Di tenore opposto la posizione del presidente del parlamento di Tobruk (Hor), Aguila Saleh, che in una nota apprezza la risposta egiziana alla richiesta di aiuto che Tobruk aveva lanciato al parlamento del Cairo “contro l'invasione straniera". Saleh chiede alla comunità internazionale e alla Missione delle Nazioni Unite in Libia per attivare le conclusioni della conferenza di Berlino. Bisogna tagliare la strada all'avidità straniera – dice Saleh – che mira a saccheggiare la nostra ricchezza". In un distinto comunicato una quarantina di deputati dello Hor ha però espresso ostilità all’ipotesi di un intervento armato egiziano.
 
Ieri il presidente Abdel Fattah Al Sisi, parlando nella base militare di Sidi Barrani, a 95 km dal confine libico, ha detto al suo esercito di prepararsi a qualsiasi missione se le forze del Governo di Accordo Nazionale varcheranno quella che definito “la linea rossa che collega Al Jufra a Sirte”. L’Egitto interverrà al fianco delle tribù locali”, ha spiegato Al Sisi, “per garantire sicurezza e stabilità del paese”. Oggi il Ministro degli esteri egiziano ha gettato acqua sul fuoco e chiarisce il senso delle dichiarazioni di Al Sisi: “Un intervento militare in Libia sarebbe solo l'ultima opzione, anche se consideriamo la presenza di militari turchi nel paese una minaccia alla nostra sicurezza", dice Shoukry, e conclude: “vogliamo una soluzione politica e che si permetta al popolo libico di andare prima o poi ad elezioni”. Shoukry ha sentito oggi il ministro degli esteri russo Sergey Lavrov, il quale ha sottolineato che per Mosca, alleata di Haftar insieme al Cairo e agli Emirati Arabi, “Non esiste una soluzione militare al conflitto”.
 
L’avvertimento del Cairo, è dunque esplicitamente diretto all’avversario turco, vero regista delle operazioni belliche di Tripoli. Infatti è arrivato subito dopo che Ankara, attraverso il portavoce di Erdogan, Ibrahim Kalim, ieri ha subordinato il cessate il fuoco al ritiro di Haftar proprio da Sirte e Al Jufra, centri strategici su cui si è arenata la controffensiva del Gna.
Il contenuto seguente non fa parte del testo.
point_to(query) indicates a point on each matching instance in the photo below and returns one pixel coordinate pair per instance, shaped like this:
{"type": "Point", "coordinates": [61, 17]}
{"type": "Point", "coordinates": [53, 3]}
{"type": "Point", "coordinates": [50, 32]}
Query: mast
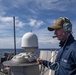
{"type": "Point", "coordinates": [14, 35]}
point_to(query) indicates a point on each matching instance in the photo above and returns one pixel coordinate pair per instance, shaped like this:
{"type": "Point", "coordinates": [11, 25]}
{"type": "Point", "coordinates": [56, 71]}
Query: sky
{"type": "Point", "coordinates": [35, 16]}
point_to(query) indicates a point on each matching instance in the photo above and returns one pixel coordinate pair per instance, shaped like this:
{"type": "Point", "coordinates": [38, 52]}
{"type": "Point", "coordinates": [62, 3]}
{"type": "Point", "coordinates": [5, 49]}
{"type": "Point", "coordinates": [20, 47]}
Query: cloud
{"type": "Point", "coordinates": [35, 23]}
{"type": "Point", "coordinates": [6, 26]}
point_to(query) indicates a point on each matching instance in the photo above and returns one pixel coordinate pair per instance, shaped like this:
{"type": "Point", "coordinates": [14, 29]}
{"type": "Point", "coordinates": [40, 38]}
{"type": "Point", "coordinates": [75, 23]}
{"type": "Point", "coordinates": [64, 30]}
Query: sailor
{"type": "Point", "coordinates": [65, 63]}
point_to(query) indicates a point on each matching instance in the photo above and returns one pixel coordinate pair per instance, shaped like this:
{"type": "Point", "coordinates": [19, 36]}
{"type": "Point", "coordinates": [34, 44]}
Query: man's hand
{"type": "Point", "coordinates": [39, 60]}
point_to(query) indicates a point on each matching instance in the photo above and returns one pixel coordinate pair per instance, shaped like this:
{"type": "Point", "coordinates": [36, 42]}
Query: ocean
{"type": "Point", "coordinates": [2, 51]}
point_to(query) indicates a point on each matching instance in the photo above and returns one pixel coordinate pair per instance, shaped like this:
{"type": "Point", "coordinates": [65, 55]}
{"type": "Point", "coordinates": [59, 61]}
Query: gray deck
{"type": "Point", "coordinates": [46, 55]}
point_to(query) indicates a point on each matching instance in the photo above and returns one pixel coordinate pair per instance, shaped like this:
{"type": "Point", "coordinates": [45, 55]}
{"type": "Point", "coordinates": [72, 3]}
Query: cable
{"type": "Point", "coordinates": [57, 67]}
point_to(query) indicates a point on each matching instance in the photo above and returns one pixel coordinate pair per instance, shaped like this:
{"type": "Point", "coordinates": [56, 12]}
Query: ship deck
{"type": "Point", "coordinates": [46, 54]}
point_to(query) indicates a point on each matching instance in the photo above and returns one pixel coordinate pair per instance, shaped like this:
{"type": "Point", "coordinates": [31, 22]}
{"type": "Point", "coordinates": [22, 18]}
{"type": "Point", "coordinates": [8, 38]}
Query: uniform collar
{"type": "Point", "coordinates": [69, 41]}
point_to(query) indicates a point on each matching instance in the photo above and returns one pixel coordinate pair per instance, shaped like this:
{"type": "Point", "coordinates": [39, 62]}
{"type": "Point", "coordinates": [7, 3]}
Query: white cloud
{"type": "Point", "coordinates": [35, 23]}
Esattamente la “linea rossa” oltre la quale il Cairo, da sempre sostenitore di Haftar, si sente autorizzato a intervenire, per impedire ai miliziani turchi, che ritiene jihadisti e terroristi, di avvicinarsi al confine libico-egiziano. “Non abbiamo mire espansionistiche – ha precisato Al Sisi – avanzeremo solo accanto al popolo libico e subito dopo lasceremo la missione”. Abbiamo la forza armata più forte della regione, ha voluto ricordare Al Sisi. L’esercito egiziano è il dodicesimo al mondo: dispone di armamenti moderni e conta quasi un milione di effettivi.
 
In pratica, questo è il messaggio del Cairo, la pace va trattata sulle posizioni che i due avversari controllano in questo momento. E se ne capisce il motivo, visto che Sirte è snodo cruciale per l’industria petrolifera del paese.
 
Ieri Tripoli aveva respinto l’invito alla riunione di emergenza convocata la prossima settimana dalla Lega Araba, da mesi duramente critica sull’ “indebito” intervento turco in Libia e in Siria. “L’ha chiesta l’Egitto – spiega il ministro degli Esteri del Gna, Mohamed Siala – e rischia solo di accentuare le spaccature”. Due settimane fa il Gna aveva anche rifiutato la dichiarazione del Cairo, accolta invece da Haftar, con cui Al Sisi proponeva il cessate il fuoco dal 6 giugno e subito trattative per realizzare gli accordi di pace raggiunti a Skhirat nel 2016, sotto egida Onu.
 
Sempre ieri, Al Serraji ha incontrato il presidente algerino Abdelmadjid Tebboune, che nei giorni precedenti aveva ricevuto il presidente del parlamento di Tobruk, Aquila Saleh, nel tentativo di disinnescare uno scenario che minaccia la stabilità dell’intero nord africa. L’Algeria vuole una soluzione diplomatica della crisi, ma come gli altri paesi arabi continua a dirsi contraria a “qualsiasi intervento militare straniero”.
 
La corda è tesissima anche tra Turchia e Francia. Parigi ha voluto un’inchiesta Nato per lo scontro sfiorato al largo delle coste libiche tra una propria fregata e tre unità militari turche che proteggevano un cargo sospetto. Ieri il portavoce di Erdogan ha accusato i francesi di “compromettere la sicurezza della Nato, del Mediterraneo e del nord Africa appoggiando Khalifa Haftar, illegittimo signore della guerra. Noi invece appoggiamo un governo legittimo”.